Against such a backdrop, analysts, investors and senior executives said that Chinese chip companies should strengthen their prowess by better leveraging the strategic opportunities brought by AI and the internet of things.

"As the US government moves to tighten control of key technologies including premium processors, China is facing an unprecedented opportunity to build up its chip capabilities," said Huang Qing, China managing director of Walden International, a US venture capital company focused on cross-border investments.

China has the world's leading system integration companies in mobile phones, 5G communications, security and other areas. They traditionally tend to cooperate with European and US suppliers.

But as the US government moves to impose export controls on Chinese technology firms, they have begun to feel an urgent need to work with domestic semiconductor companies, Huang said.

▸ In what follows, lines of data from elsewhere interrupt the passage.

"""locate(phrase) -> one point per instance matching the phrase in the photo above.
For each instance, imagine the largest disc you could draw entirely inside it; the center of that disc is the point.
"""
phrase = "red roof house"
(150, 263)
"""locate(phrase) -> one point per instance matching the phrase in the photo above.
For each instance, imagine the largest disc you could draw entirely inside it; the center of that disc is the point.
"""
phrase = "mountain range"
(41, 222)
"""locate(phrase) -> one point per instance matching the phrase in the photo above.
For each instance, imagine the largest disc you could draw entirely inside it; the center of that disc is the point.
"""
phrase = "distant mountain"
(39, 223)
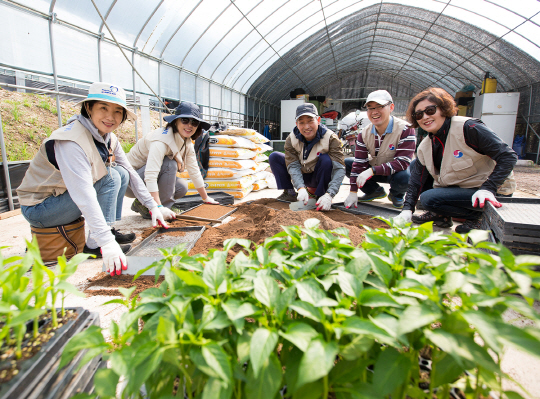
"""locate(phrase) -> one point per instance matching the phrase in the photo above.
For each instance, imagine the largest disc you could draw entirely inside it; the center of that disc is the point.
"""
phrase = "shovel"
(299, 205)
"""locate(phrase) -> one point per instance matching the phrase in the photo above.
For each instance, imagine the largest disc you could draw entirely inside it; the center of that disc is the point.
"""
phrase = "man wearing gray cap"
(384, 150)
(313, 162)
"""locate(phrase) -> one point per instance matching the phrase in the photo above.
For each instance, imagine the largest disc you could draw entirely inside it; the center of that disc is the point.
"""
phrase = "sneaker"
(285, 196)
(468, 226)
(140, 208)
(396, 202)
(123, 238)
(97, 251)
(438, 220)
(379, 193)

"By serving such tech giants, Chinese chip companies have an unprecedented opportunity to grow into global players," Huang said, adding that the country now uses more than half of the world's semiconductors.

His comments are in line with Chinese chip industry's impressive strides in the past decade. In 2018, the country's indigenous chip sector recorded 653.2 billion yuan ($93 billion) in sales revenue, up 20.7 percent from a year earlier, faster than the global average, data from the China Semiconductor Industry Association showed.

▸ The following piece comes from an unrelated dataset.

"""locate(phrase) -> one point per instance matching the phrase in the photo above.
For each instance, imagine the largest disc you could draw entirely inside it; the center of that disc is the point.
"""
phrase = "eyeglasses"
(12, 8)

But, China, the world's largest semiconductor market, still spent more on importing chips than crude oil in recent years. In 2018, its chip imports exceeded $300 billion for the first time, up from $260 billion in 2017, according to data from the Ministry of Industry and Information Technology.

Pan Jianyue, founding partner of SummitView Capital, a Chinese investment company, said there are still many weak points in China's chip industry including raw materials, manufacturing equipment, chip design tools, and the lack of crucial intellectual properties.

But that does not mean that China does not have opportunities to grow. Instead, the wider use of AI and the increasing popularity of internet of things applications will give rise to a new wave of computing brands and chip companies, analysts and investors said.

Li Liyou, the former CEO of Spreadtrum Communications, a major chip maker in China, said the AI chip market sales will hit $16 billion in 2022, with half of demand coming from cloud-based training, 25 percent from cloud-based inference computing, and the rest from areas that use edge and end-side AI chips.

"AI is one of the areas of concern for the US government, and it is likely to be more difficult to access high-end US AI chips in the future. Chinese companies need to beef up their research and development strength in this respect," Li said.

But he also warned that it will be hard for small startups to catch up with the technological evolution as defined by Moore's Law, a key rule that has affected the integrated circuit sector for a long time.

Agreed Huang from Walden International. According to him, China now has about 632 chip design companies, 87 percent of which employ less than 100 people. It is almost impossible for these startups to compete with global giants which boast dozens of thousands of employees.

"As more money floods the semiconductor sector, the capital will become increasingly fragmented and go into a string of small companies. The battle for chip talent will also be increasingly intense," Huang said.

Ding Wenwu, president of China Integrated Circuit Industry Investment Fund Co Ltd, said chip design has become a focus area for investors as it has a lower technological threshold and generates quicker returns on their investments. But, in fact, more efforts are needed to bankroll the chip material, equipment and manufacturing segments, he said.

"Currently, investors are interested in the chip industry, but it is important to ensure the right investment direction. It is important not to put all the money into semiconductor design. China is lagging behind advanced countries in chip material, equipment and manufacturing, all of which need heavy resource inputs," Ding said.

According to him, only with a balanced growth in all of the above areas can China's domestic semiconductor industry achieve sustainable development.